Doctrine — Measured reliability + human validation on external writes

Nika OS is an autonomous system that acts on tools, but this autonomy is bounded by two kernel-immutable primitives that cannot be mutated by GEPA, nor disabled by a pod, nor bypassed by a skill.

Primitive 1 — Reliability level measurement

Every deliverable produced by Nika OS is accompanied by a reliability score computed continuously:

  • Sources: observed KTW Y (chunks/min, error_rate, tool_diversity), deterministic LLM-as-judge meta-pod score, dispersion across N CLIs in tournament mode, recency / staleness of the RAG retrieval, internal contradiction rate detected.
  • Scale: 0–100, empirically calibrated on a gold dataset.
  • Display: the score is visible alongside each deliverable (web page, WhatsApp message, mail draft). Not a hidden score.
  • Granularity: global deliverable score + sub-scores per dimension (factuality, completeness, coherence, style).

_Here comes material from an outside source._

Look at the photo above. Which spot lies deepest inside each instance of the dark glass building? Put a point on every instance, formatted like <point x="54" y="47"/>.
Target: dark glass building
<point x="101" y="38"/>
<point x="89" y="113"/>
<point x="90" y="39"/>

Without measurement, no verifiable trust. Without trust, no production use. This measurement is constitutive of the system.

Primitive 2 — Human-in-the-loop on external writes

Any action that writes outside the Nika OS system requires an explicit human validation before execution. The exhaustive list:

CategoryExamples
Outgoing communicationsMail (Gmail, Outlook), WhatsApp to an external contact, LinkedIn / public Teams post, SMS, fax
External DB writesPublic API POST / PUT / DELETE, modification of a client SharePoint folder, write into a third-party ERP / CRM
Financial commitmentsPayment, transfer, purchase, quote / contract signature
Code in productionDirect push to main, merge without review, deployment, modification of shared infra
Legal documentsSubmission of an official file (Greffe, DREETS, INPI, tax), signature of a deed
Personal dataCreation of a customer account, modification of an HR / medical file

This rule is etched in the kernel via a PreToolUse hook that:

  1. Intercepts each tool call before execution.
  2. Classifies the action (read / internal write / external write).
  3. If external write → blocks + requests validation from the human operator via the channel they configured (WhatsApp / Teams by default, admin console as backup).
  4. The operator validates or rejects. Without an answer within the configured delay (default 30 min) → action cancelled and traced as rejected.
  5. The rule cannot be disabled by GEPA, nor by a skill, nor by a pod. The hook is marked kernel_immutable: true in settings.json.

Strict exceptions

Only three cases are auto-validated:

  • Outgoing replies on a thread initiated by Paul (reply to a mail where Paul is explicitly in CC and has already authorized the draft).
  • Internal Nika OS updates (logs, metrics, RAG, JSONL, tenant-local configs).
  • Explicitly budgeted actions in the wizard with a maximum threshold (e.g. consumable purchase < 10 € via dedicated purchase API).

Any other external write → mandatory human validation.

Why this doctrine

Autonomy without guardrails leads to incidents that cost infinitely more than the friction of a validation. The system can be wrong on a meeting summary (impact 0), but not on sending a badly worded mail to a customer (reputation, legal, commercial impact).

This doctrine is the operational expression of the dual-control principle historically applied to critical systems: automated decision + human validation = safe autonomy.

Without this doctrine, Nika OS would not be industrializable.